The field of animal models for biomedical research has greatly benefited from the emergence of human immune system (HIS) mice. These “humanized” mice, which are sustainably engrafted with a HIS, have significantly contributed in delineating and recapitulating the immuno-pathogenesis of human infectious diseases, specifically of human lymphotropic infections, such as HIV, HTLV-1, and EBV. In this chapter, a special attention is given to HTLV-1 (Human T-cell lymphotropic virus type 1), the causative agent of adult T-cell leukemia/lymphoma (ATLL), and of inflammatory diseases such as the tropical spastic paraparesis/HTLV-1 associated myelopathy (TSP/HAM).
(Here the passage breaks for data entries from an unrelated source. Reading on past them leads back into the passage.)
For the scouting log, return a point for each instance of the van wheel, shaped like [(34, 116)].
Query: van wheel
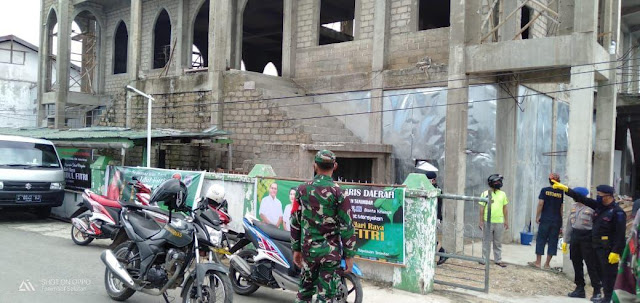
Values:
[(42, 212)]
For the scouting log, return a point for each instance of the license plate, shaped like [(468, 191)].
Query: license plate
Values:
[(28, 198)]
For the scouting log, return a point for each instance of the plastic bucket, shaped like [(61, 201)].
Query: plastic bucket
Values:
[(526, 238)]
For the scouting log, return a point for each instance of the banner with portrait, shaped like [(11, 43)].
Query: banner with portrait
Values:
[(377, 211)]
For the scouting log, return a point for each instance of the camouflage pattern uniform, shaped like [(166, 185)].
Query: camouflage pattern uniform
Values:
[(322, 229)]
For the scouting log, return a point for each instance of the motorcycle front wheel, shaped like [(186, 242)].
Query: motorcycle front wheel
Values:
[(215, 288), (129, 259), (241, 285), (350, 289), (77, 235)]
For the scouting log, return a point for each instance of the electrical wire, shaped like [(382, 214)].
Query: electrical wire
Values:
[(228, 123), (141, 115), (385, 88), (442, 89)]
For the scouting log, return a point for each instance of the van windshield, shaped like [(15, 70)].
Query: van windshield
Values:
[(24, 154)]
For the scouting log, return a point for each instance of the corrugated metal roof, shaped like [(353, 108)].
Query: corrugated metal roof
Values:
[(105, 134)]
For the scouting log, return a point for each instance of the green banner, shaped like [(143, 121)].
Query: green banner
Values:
[(77, 167), (120, 178), (377, 215)]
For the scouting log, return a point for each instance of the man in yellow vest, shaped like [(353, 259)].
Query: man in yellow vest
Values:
[(498, 220)]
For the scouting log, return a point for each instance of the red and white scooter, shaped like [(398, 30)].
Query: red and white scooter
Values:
[(216, 201), (103, 219)]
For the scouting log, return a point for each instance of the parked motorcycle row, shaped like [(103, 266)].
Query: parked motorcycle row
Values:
[(193, 249)]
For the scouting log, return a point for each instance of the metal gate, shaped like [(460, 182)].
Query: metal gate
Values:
[(467, 269)]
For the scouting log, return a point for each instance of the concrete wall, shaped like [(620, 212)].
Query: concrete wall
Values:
[(150, 12), (247, 119), (402, 20), (334, 59), (114, 83), (18, 86), (406, 49)]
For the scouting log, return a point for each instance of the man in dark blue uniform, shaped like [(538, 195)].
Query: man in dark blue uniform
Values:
[(608, 233)]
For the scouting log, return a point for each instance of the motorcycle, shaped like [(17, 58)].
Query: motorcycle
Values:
[(271, 265), (216, 201), (102, 220), (152, 258)]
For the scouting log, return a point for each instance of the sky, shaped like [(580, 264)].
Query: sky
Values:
[(20, 18)]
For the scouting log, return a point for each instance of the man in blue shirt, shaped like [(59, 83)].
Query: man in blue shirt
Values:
[(549, 218)]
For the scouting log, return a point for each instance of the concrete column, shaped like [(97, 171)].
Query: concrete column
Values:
[(219, 20), (605, 128), (182, 55), (289, 38), (420, 237), (378, 64), (585, 17), (315, 23), (42, 63), (506, 130), (566, 11), (606, 102), (634, 70), (627, 70), (219, 25), (63, 63), (239, 24), (456, 135), (135, 40), (580, 134), (357, 20), (512, 25)]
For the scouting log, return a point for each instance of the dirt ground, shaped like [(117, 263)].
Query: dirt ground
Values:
[(511, 281)]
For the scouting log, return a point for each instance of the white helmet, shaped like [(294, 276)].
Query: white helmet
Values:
[(216, 193)]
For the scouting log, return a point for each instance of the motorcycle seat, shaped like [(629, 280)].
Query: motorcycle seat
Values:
[(142, 226), (154, 209), (273, 232), (104, 201)]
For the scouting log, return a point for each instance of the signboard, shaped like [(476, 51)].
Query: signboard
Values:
[(377, 212), (77, 167), (120, 177)]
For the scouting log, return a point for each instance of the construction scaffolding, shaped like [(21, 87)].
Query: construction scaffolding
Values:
[(87, 63)]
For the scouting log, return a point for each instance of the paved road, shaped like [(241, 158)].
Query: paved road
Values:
[(40, 253)]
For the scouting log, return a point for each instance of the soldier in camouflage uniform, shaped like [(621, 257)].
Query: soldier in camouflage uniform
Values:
[(322, 231)]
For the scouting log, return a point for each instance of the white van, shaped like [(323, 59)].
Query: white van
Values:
[(31, 175)]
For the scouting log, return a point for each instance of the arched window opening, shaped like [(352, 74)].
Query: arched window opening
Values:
[(338, 21), (197, 58), (201, 37), (162, 40), (85, 33), (120, 49), (52, 50), (262, 33), (270, 69)]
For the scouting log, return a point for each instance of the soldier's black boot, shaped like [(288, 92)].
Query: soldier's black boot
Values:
[(596, 295), (578, 292)]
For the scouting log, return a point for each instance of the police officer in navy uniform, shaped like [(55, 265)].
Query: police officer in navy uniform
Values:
[(608, 232)]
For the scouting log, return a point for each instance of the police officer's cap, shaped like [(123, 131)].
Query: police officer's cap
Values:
[(325, 156), (605, 189), (582, 191)]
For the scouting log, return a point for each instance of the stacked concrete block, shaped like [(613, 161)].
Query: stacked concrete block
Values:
[(307, 30), (366, 19), (150, 12), (401, 20), (405, 50), (334, 59)]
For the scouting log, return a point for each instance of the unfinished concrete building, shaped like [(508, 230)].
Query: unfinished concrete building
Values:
[(497, 85)]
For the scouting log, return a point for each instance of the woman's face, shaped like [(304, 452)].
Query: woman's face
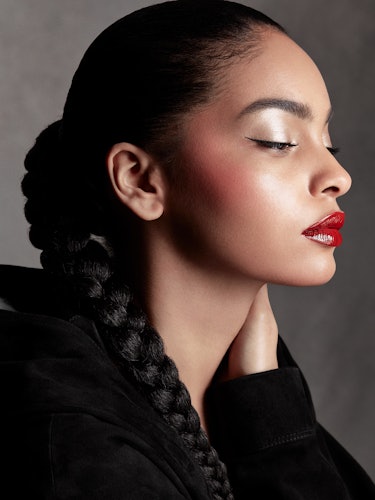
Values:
[(256, 171)]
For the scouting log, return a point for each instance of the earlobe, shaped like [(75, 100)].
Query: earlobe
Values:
[(137, 180)]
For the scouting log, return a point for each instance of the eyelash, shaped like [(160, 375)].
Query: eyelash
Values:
[(284, 146), (279, 146)]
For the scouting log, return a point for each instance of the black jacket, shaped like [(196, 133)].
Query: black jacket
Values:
[(72, 427)]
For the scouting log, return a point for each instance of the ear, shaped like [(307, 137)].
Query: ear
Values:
[(137, 180)]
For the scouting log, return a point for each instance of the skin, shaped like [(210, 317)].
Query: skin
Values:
[(235, 219)]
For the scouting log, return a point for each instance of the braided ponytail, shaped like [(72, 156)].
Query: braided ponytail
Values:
[(69, 203)]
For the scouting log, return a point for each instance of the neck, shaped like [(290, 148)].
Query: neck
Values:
[(198, 313)]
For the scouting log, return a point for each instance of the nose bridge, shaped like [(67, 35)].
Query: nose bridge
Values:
[(333, 179)]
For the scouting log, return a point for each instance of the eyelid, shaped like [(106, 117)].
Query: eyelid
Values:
[(277, 145), (333, 150)]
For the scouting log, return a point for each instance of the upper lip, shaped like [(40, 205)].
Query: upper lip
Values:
[(334, 220)]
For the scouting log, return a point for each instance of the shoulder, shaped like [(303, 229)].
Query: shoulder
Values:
[(72, 424)]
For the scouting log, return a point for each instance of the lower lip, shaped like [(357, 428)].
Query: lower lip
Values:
[(326, 236)]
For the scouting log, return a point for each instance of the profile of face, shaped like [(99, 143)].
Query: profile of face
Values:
[(256, 169)]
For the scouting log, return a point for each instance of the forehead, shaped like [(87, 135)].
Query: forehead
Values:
[(280, 69)]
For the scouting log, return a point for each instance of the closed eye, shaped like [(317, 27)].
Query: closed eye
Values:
[(333, 150), (279, 146)]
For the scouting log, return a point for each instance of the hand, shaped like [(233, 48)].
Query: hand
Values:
[(254, 348)]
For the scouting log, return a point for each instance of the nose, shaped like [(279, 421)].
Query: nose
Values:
[(332, 179)]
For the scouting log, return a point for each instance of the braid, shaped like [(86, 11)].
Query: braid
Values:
[(124, 91), (92, 283)]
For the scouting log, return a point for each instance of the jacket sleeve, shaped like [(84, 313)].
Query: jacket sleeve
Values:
[(79, 456), (266, 432)]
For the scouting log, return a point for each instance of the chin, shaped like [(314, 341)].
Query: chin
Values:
[(312, 275)]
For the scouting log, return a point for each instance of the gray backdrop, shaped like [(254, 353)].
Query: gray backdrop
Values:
[(330, 329)]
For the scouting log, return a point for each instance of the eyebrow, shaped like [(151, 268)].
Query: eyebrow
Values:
[(298, 109)]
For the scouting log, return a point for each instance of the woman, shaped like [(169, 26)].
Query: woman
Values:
[(192, 166)]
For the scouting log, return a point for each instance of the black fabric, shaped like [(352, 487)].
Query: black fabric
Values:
[(72, 427)]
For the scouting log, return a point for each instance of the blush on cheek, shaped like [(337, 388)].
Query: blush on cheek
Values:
[(214, 180)]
Recent studies performed with humanized NOD/SCID IL2γ chain null (γc−/−) and BALB/c-Rag2−/−γc−/− have shown that these HIS mice are efficiently and persistently infected by HTLV-1. Interestingly, several months after infection, CD4+ T-cell lymphomas with characteristics of ATLL developed in these mice. Furthermore, the proliferation of activated human CD4+ T lymphocytes has been observed in the peripheral blood and peripheral organs, as a consequence of the early infection of progenitors in the bone marrow and/or in the thymus. As such, these HIS mice provide appropriate models for the characterization of molecular and cellular events that control the initiation and progression of the leukemogenic process. They therefore represent promising preclinical tools to investigate new therapeutic approaches against HTLV-1 associated diseases.